Saturday, October 21, 2006

QN recap...

...By great mercy last night's quiz passed without incident for a change and there was even a cheer - albeit no more than half-hearted - for the winning team. Just as well perhaps that I was able, therefore, to keep my highly-charged tee-shirt under wraps thus avoiding the inevitable shock and awe its revelation would have produced.

But if the quiz itself were stress free, the night as a whole was not. As a man for whom migraines are virtually synonymous with being awake, I was not at all phased to find my vision had become of a sudden a bit blurry. Ah, we thought, here come the flashing lights to signal yet another bout of pain and dislocation. Who indeed needs psychotropic non-prescription medication when ordinary living provides more hallucinogenic moments than your average San Fran acid party from the 1960s?

Funnily enough though the predicted next steps did not and have not occurred, yet I am left with a blurring of the sight and a half glimpsed block of dark non-vision in the upper left quadrant. And so what does the average hypochondriac do in such circumstances? Why, spend half the night browsing the Net finding diseases to match his symptoms. Gone are the days when one had to flick page after page of dense printed text in the hope of stumbling upon something vaguely relevant to the case. Now a few choice search words and bingo we have 'retinal vein occlusion' as a certain self-diagnosis.

Ab esse ad posse valet of course though, as ever, a posse ad esse non valet. For those whose higher education avoided the intricacies of Thomist theology, that roughly translates as 'ain't necessarily so'. Because RVO exists it does not follow that RVO is what I have, but its a working hypothesis to be tested using appropriate differential diagnostic tools. In short, I could I suppose telephone Moorfields and calming announce I shall be attending shortly with a minimal branch RVO and merely wait for their nodding approval of the self-aware patient.

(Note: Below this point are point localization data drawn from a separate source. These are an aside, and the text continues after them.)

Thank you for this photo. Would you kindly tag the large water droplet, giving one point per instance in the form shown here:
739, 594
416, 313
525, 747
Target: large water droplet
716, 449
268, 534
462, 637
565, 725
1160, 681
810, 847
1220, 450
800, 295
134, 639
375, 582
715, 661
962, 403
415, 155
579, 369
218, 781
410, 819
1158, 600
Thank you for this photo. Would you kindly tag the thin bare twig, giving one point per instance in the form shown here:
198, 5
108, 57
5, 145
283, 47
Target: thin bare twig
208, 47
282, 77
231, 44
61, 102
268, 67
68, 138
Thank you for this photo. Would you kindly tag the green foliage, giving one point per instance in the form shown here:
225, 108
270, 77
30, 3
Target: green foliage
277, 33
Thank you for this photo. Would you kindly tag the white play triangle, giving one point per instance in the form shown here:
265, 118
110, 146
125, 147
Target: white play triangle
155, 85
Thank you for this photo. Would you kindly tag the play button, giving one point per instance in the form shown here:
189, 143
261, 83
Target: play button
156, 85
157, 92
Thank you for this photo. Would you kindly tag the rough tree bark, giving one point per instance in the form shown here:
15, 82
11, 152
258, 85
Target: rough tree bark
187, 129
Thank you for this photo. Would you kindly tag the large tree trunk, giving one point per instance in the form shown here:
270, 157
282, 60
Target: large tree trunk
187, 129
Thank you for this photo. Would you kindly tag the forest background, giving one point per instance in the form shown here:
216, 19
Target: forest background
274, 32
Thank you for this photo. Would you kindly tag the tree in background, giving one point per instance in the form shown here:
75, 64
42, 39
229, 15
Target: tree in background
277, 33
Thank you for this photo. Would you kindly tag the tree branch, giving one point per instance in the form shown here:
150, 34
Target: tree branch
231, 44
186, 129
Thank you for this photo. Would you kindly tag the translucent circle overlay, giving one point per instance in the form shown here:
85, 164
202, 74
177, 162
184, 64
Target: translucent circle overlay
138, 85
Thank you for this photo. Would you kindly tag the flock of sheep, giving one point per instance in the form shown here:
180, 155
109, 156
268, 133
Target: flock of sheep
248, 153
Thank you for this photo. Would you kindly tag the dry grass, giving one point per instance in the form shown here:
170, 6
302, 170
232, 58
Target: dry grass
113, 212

But hypochondriacs know that proper physicians - and certainly their clinical minions who actually answer the telephones - take a dim view of the all-singing, all-dancing patient who swans through the door with that smug look of "I'm about to tell you so." If I do, therefore, contact the specialists I will simply mumble a few phrases of doubt and concern and leave them to do the donkey work as they prefer. Alternatively I will probably do the 'bloke thing' and simply ignore the whole event in the hope and expectation that it will just go away.

Foolishly enough I tried doing that with cancer a few years back, and funnily enough - you'll agree - as a strategy that one failed abysmally.

And so to ponder the right course of action or inaction.